5nyper commented 7 years ago

It's like Amazon Alexa, You'd say a hot word like 'Alexa' then the script records audio and whatever you say after the hotword is recored to command.wav, then that audio file is your command

I.E:

'Alexa, Whats the Weather?' Then 'Whats the Weather' would be saved in command.wav and the outer recording would continue to hear for more 'Alexa's to record more commands

mreinstein commented 7 years ago

@Vikaton this is pseudo code, but I think it will give you the type of structure you're looking for. there's an idle mode, which listens for hotword, and a record mode, which streams wav audio to a file. It ping pongs back and forth between these 2 modes:

const fs = require('fs')
// TODO: snowboy setup here

function idleMode() {
  console.log('listening for hotword')
  let detector = snowboy()

  detector.on('hotword', function(index, hotword) {
    record.stop()
    console.log('detected hotword, recording audio')
    recordingMode()
  }))

  record.start().pipe(detector)
}

function recordingMode() {
  const out = fs.createWriteStream('out.wav')

  record
    .start()
    .on('close', function() {
      console.log('finished recording audio')
      idleMode()
    })
    .pipe(out)
}

idleMode()
5nyper commented 7 years ago

I think I tried this earlier with my rPi but didnt wait for the recording to stop so it exited the application, thanks! Will try again but with better device handling

5nyper commented 7 years ago

Issue was that I needed the declaration of detector in idle() Thank you!
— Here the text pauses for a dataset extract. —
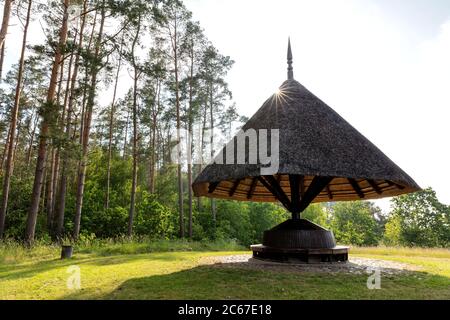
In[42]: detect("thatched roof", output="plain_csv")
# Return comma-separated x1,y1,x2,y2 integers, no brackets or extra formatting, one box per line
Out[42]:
193,40,420,212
mreinstein commented 7 years ago

glad it worked! :)

stursby commented 7 years ago

@Vikaton Would you mind posting you working code? I'm trying to achieve something very similar (on Mac right now, but eventually Pi or something close) and the process is exiting on its own after around 5 seconds or so. (cc @mreinstein)

Here's my current code

// Dependencies
const fs = require('fs')
const record = require('node-record-lpcm16')
const { Detector, Models } = require('snowboy')

// Setup
const models = new Models()

// Add 'jeeves' model
models.add({
  file: 'resources/jeeves.pmdl',
  sensitivity: '0.5',
  hotwords: 'jeeves'
})

// Idle Mode
function idleMode() {
  console.log('listening for hotword')

  let detector = new Detector({
    resource: 'resources/common.res',
    models: models,
    audioGain: 2.0
  })

  detector.on('silence', () => {
    console.log('silence')
  })

  detector.on('sound', () => {
    console.log('sound')
  })

  detector.on('error', () => {
    console.log('error')
  })

  detector.on('hotword', (index, hotword) => {
    if (hotword === 'jeeves') {
      record.stop()
      console.log('detected hotword, recording audio')
      recordingMode()
    }
  })

  record.start().pipe(detector)
}

// Recording Mode
function recordingMode() {
  const out = fs.createWriteStream('out.wav')

  record
    .start()
    .on('close', () => {
      console.log('finished recording audio')
      idleMode()
    })
    .pipe(out)
}

// Start! (in Idle Mode)
idleMode()

And here's a sample output (exiting on its own 3 times in a row)

image

And the out.wav works, but still the same exiting issue.

5nyper commented 7 years ago

I just tried your exact code and its not exiting, maybe an issue with the recording program itself?